Bounce Notification Hell - 05 Feb 2004

I was inundated with copies of the MyDoom virus after the latest outbreak. Within the first 24 hours of the epidemic, more than 300 copies of the virus were sent to me. A situation like this isn't unusual for me: I have many email addresses, and they reside in a huge number of address books. However, this time I noticed an interesting mix of spoofed email addresses as the reply-to address in the virus-loaded messages. What caught my attention was that a large percentage of the spoofed addresses were those of employees in high-tech companies. That fact makes me think that some of the earliest vectors of infection were people in the industry, which is unusual.

I've been known to launch into diatribes about users who spread email virus infections, but those users aren't my target in this commentary. Regarding MyDoom, I feel obligated to take email antivirus scanner vendors to task. These vendors make the software that sits on your email gateway and detects and blocks infected email. I'm not aggravated with them for their uncharacteristically slow response to MyDoom (although the industry is usually very quick to respond to new major infections, I received announcements about protection from MyDoom finally being available as long as 72 hours after the first reports of the virus), but rather with the fact that these vendors haven't updated the intelligence in their scanner-product notification systems. The following rant doesn't apply to every antivirus gateway vendor; however, it applies to far too many of them.

After a large percentage of antivirus gateway vendors had pushed MyDoom definition files out to their clients, I started receiving almost as many bounce notification messages as I did copies of the actual virus. My favorites were the messages that not only sent me a bounce notification but thoughtfully expanded the attack parameters of the virus writer by including a copy of the virus.

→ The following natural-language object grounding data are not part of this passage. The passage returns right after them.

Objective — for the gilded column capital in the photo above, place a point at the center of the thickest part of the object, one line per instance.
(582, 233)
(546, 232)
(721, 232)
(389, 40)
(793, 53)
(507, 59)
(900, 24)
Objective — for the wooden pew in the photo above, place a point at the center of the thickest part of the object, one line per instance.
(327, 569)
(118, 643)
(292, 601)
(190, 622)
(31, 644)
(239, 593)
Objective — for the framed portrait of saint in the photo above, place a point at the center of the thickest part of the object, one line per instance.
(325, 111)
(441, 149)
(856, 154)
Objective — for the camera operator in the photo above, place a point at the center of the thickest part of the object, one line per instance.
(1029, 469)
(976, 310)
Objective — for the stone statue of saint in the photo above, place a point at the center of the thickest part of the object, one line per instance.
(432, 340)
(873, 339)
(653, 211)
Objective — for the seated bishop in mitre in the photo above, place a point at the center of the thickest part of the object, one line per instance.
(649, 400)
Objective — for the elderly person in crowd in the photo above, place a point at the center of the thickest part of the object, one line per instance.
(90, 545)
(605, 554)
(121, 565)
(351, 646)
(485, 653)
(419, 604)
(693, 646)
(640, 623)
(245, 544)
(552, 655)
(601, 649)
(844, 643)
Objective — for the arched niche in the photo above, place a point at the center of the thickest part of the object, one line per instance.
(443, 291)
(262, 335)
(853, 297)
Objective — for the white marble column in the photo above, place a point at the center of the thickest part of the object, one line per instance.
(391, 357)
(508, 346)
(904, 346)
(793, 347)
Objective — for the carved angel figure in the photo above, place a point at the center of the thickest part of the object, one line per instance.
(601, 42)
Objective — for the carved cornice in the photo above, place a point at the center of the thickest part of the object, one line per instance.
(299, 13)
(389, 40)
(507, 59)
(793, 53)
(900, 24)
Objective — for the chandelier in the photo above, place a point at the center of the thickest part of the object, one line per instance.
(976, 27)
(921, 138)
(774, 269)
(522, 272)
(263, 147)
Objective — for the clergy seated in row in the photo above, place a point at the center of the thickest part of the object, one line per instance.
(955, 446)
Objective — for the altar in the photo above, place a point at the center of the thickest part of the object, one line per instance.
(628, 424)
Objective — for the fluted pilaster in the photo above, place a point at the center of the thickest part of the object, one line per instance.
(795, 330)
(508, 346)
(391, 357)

I don't understand this behavior. The gateway recognizes that an email message has a virus attached. It identifies the virus in question (and in some cases adds that identity information to the bounce notification), then bounces the message back to the address specified in the reply-to field of the message header. That last action is what mystifies me: If you can identify a virus, you know whether the virus is inserting a random address from the infected system's email address book into the reply-to field. So the antivirus software sends a message to an address that it knows, at some level, has been spoofed. Doing so, and also attaching a copy of the original message, merely repeats the attack. Not to mention that bounce notification messages suck up network bandwidth and can easily clog your corporate connection to the Internet while they're filling innocent users' Inboxes with a series of unintentional virus attacks.

I wrote about this problem in the August 7, 2003, Windows Client UPDATE. I solved it by creating a series of spam filters on my systems that deep-six most bounce notification messages. Unfortunately, with MyDoom, so many of the messages (more than 100) slipped past my existing filters that I had to deal with them. Neither I nor any other end user should have to wrestle with this artifact of the days when massive virus outbreaks were rare and you felt you were helping out by letting correspondents know that they'd sent you an infected message. This bounce notification "feature," and I use the term loosely, should always default to disabled in any antivirus gateway and should require multiple obscure steps to enable. If such a configuration were the norm, the email world would be a better place.